Bei Hitzschlag solltest du das Tier mit nassen, lauwarmen Tüchern kühlen. Beginne dabei ausgehend von den Pfoten und langsam weiter Richtung Herz, um einen Schock vorzubeugen. Kühlende Salben helfen sehr gut bei Insektenstichen. Ein desinfizierender Wundspray und steriler Verband dürfen in einer Notfallapotheke zu Hause auch nicht fehlen.

Tipp: Informiere dich, ob Notfallkurse in der Umgebung angeboten werden, um für eine solche Situation bestens gerüstet zu sein!

Tierarzt aufsuchen

dackel tierarzt abhörenBild © Remains / Fotolia

Wenn man sich über die Vorgehensweise nicht sicher ist oder sich die Situation immer mehr zuspitzt, sollte umgehend ein Tierarzt aufgesucht werden. Transportiere das Tier vorsichtig auf einer stabilen Unterlage oder in einer Box, damit es sich so wenig wie möglich bewegt und fahre vorsichtig. Da das Tier aufgrund von Angst und Schmerzen zu beißen und kratzen neigt, lege einem Hund einen Maulkorb an und wickle eine Katze am besten in eine Decke. Nehme den Impfpass mit und notiere dir den genauen Namen und Dosierung eventueller Medikamente. Schildere den Vorfall und alle Symptome so genau wie möglich.

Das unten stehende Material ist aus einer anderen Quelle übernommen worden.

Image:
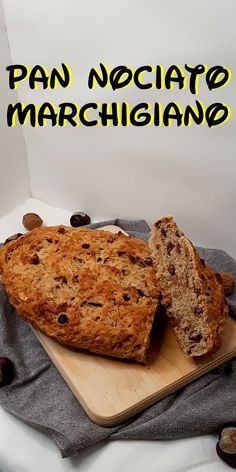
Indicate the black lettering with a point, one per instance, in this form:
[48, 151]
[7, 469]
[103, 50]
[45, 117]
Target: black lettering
[82, 116]
[179, 78]
[213, 110]
[22, 112]
[56, 75]
[43, 78]
[156, 114]
[137, 73]
[105, 116]
[116, 77]
[94, 76]
[65, 115]
[13, 78]
[213, 74]
[195, 72]
[147, 116]
[169, 115]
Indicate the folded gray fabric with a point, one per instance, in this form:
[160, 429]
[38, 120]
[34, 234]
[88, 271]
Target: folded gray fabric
[40, 397]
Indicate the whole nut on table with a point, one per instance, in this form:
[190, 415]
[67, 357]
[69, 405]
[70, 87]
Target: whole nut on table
[79, 219]
[12, 238]
[226, 446]
[31, 221]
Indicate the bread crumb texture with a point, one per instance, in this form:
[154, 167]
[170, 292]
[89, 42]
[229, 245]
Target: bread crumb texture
[193, 296]
[86, 288]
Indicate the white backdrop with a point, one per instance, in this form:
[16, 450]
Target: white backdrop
[14, 177]
[132, 172]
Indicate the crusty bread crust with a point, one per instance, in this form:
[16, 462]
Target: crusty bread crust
[86, 288]
[193, 295]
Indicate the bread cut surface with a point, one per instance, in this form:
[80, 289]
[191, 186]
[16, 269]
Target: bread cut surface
[190, 290]
[86, 288]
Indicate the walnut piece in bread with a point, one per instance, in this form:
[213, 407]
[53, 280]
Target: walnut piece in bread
[86, 288]
[194, 298]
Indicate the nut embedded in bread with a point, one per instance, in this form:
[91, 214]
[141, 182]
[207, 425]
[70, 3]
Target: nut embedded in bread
[194, 299]
[86, 288]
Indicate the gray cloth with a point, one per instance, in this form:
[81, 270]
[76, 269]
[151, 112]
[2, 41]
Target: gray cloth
[39, 396]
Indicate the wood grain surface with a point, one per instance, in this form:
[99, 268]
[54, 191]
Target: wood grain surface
[111, 391]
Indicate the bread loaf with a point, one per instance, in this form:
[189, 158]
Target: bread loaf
[86, 288]
[193, 296]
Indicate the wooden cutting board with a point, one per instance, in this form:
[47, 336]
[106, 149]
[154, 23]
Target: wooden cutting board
[110, 391]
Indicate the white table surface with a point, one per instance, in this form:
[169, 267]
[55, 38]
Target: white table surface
[24, 449]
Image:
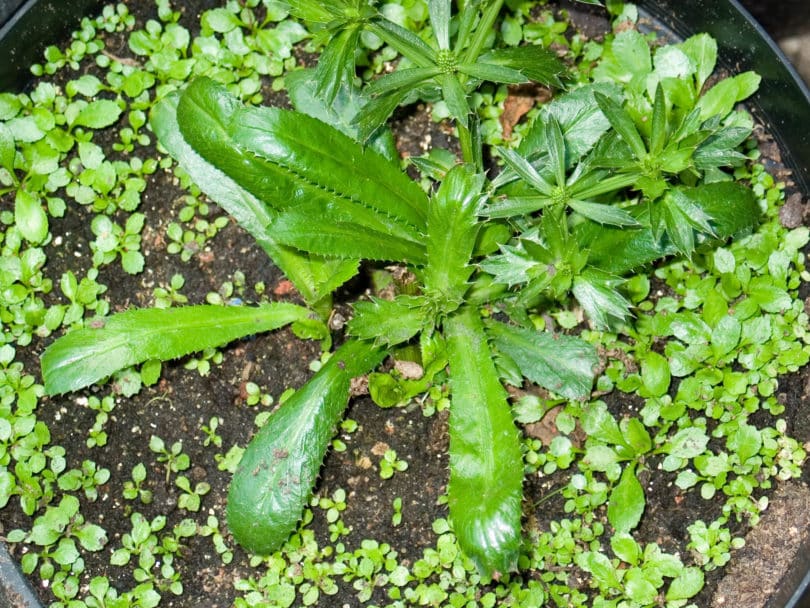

Sollte man sich nicht trauen, das Tier in dem sich befindenden Zustand zu transportieren, kontaktiere telefonisch eine Tierarztpraxis oder suche nach einem online Tierarzt. Zum Beispiel steht Ihnen Dr. SAM täglich von 8.00 bis 24.00 Uhr für Ihre Fragen zur Verfügung.

Fazit

Richtiges Einschätzen der Situation und Handeln ist bei auftretenden Notfällen das Wichtigste. Bewahre Ruhe und einen kühlen Kopf. Sei zu Hause mit den wichtigsten Dingen ausgerüstet und habe stets einen Notfallkontakt bereit.